Contentment on the other hand is not perceived as exciting. We don’t explicitly have a right to pursue contentment, at least in writing, even though that may be a decent pursuit when we think about it. Contentment is usually taken to be a place of rest. A feeling after all the work has been done and we can sit with it and know it is good just the way it is.
Contentment has gotten something of a bad name in our culture. We’re on the go all of the time, we always need to be doing something to get somewhere. If we are content, that seems to imply that we’ve put less energy towards the chase and we’re satisfied with sitting on our ass not doing anything about it. If we’re in an interview for a promotion for example, we probably shouldn’t tell our boss that we are content where we are. Our culture values striving for more, and equivocates contentment with either dropping out of the game, or mere laziness.
It’s rather sad to look at these two definitions and think about some of the implications of what they mean for our lives. Material happiness is something for the minority. Not everyone will get material things in this world that some define as resulting in happiness. There are those of us that will be forever chasing happiness. We will have projected goodness just out of reach until one day we realize it is the end and we never really got what we thought we were promised.
If only there was a way to get the best of both of these feelings and carry them with us in our daily lives. Contentment is great because it is always immediate, its a stable place to live in. Happiness is great because it’s a positive experience, although fleeting as it is usually a temporal experience. In short, we are attempting to find something consistent and attribute an association of positivity towards it.

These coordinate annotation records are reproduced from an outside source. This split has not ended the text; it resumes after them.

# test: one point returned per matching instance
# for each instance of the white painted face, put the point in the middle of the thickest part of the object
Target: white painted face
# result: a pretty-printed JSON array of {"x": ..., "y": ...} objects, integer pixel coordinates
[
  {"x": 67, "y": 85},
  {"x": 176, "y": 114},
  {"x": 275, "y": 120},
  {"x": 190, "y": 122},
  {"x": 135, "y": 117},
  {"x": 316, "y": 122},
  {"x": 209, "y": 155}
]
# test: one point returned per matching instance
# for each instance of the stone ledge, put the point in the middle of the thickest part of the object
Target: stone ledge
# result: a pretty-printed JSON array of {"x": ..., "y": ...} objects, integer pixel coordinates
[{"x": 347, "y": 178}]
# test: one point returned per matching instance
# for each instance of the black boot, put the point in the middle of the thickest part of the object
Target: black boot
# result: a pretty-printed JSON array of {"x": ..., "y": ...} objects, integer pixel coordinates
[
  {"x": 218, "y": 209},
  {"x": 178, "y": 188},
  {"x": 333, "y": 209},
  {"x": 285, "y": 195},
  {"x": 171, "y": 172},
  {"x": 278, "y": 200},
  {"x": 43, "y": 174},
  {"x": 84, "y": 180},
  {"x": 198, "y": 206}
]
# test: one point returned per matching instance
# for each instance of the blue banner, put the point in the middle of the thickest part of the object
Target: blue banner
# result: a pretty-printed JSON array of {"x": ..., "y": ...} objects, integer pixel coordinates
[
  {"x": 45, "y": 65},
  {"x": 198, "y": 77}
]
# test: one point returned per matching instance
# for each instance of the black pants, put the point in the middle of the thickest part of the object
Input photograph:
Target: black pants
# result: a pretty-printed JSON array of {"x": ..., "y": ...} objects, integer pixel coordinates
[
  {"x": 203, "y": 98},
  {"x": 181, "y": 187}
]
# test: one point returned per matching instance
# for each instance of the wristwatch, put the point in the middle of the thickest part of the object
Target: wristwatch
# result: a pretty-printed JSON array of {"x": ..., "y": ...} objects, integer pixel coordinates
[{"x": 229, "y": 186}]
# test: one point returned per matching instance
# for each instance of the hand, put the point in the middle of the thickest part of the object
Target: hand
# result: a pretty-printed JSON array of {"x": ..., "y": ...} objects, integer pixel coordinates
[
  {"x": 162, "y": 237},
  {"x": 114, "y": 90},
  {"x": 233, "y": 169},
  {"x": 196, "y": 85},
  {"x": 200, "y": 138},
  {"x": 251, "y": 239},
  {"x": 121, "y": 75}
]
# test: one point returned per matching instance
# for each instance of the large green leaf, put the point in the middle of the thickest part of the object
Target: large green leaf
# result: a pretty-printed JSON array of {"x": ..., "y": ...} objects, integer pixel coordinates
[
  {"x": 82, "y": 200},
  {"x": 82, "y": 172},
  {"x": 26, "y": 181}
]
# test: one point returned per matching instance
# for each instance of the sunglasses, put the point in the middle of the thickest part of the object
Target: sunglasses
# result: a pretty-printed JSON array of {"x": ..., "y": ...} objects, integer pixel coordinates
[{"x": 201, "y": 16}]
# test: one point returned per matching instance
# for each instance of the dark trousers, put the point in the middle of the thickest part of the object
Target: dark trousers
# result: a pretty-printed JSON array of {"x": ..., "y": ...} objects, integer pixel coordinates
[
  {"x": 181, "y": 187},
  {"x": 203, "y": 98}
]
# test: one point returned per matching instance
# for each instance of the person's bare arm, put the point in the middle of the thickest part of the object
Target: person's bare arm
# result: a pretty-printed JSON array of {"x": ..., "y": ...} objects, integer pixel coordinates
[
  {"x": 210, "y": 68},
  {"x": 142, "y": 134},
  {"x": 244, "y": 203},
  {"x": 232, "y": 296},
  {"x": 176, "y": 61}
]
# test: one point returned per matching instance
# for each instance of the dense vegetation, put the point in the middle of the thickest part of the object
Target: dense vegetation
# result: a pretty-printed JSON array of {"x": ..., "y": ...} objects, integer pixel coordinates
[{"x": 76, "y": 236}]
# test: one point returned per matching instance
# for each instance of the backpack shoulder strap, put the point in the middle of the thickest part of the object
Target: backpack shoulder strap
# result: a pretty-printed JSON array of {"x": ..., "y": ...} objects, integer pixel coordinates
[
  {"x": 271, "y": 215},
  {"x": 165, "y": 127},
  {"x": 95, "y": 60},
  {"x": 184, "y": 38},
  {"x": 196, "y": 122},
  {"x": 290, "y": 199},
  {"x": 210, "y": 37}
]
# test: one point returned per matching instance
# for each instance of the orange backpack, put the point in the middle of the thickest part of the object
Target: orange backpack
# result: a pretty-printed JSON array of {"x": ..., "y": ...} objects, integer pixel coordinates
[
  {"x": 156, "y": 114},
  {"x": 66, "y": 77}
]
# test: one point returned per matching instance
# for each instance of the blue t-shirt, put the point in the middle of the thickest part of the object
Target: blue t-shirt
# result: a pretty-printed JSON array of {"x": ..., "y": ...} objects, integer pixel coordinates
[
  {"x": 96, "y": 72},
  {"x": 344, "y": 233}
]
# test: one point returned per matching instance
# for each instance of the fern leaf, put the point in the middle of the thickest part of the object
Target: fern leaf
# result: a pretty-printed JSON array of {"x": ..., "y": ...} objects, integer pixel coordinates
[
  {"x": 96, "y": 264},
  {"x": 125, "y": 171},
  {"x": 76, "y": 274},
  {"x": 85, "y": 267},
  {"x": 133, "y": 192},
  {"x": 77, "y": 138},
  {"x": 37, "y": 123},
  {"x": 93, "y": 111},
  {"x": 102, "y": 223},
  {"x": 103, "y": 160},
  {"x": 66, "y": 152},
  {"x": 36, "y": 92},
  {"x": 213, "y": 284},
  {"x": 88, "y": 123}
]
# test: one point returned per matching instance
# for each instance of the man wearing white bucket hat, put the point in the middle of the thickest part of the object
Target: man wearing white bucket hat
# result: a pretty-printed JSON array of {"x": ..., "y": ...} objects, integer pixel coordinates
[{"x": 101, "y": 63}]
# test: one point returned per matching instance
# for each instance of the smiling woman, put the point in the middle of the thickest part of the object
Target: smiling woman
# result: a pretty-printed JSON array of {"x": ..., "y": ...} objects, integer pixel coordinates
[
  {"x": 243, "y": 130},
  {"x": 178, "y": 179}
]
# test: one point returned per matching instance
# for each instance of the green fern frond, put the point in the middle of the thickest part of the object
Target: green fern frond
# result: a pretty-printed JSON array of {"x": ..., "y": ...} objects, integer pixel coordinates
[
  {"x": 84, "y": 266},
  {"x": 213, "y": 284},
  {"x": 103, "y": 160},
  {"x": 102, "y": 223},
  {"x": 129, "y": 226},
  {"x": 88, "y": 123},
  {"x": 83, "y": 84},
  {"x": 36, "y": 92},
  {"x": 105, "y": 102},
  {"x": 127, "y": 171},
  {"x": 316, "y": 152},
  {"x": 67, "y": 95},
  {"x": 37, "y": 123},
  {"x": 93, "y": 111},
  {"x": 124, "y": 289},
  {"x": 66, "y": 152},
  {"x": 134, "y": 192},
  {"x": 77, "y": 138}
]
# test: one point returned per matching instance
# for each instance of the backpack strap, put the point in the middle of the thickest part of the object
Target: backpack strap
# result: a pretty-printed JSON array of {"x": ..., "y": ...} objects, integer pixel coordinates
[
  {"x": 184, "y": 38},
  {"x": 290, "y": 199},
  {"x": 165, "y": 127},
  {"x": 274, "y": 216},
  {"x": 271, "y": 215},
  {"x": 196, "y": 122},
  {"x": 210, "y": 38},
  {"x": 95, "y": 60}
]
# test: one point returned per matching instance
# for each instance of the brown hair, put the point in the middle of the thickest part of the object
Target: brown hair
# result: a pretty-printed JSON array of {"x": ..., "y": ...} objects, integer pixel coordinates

This is an iconic quest for those of us interested in introspection. The quest for happiness is initially done with external goods in mind as previously mentioned. We rarely consider that happiness is something which can be found internally, even if we have heard it many times before. During introspection, the subject we are looking into is an internal good, namely ourselves. If we can become happy with what we find during this study, we will have succeeded in merging happiness with contentment. What you wind up being happy with, is you, which is just about the most consistent thing in your life.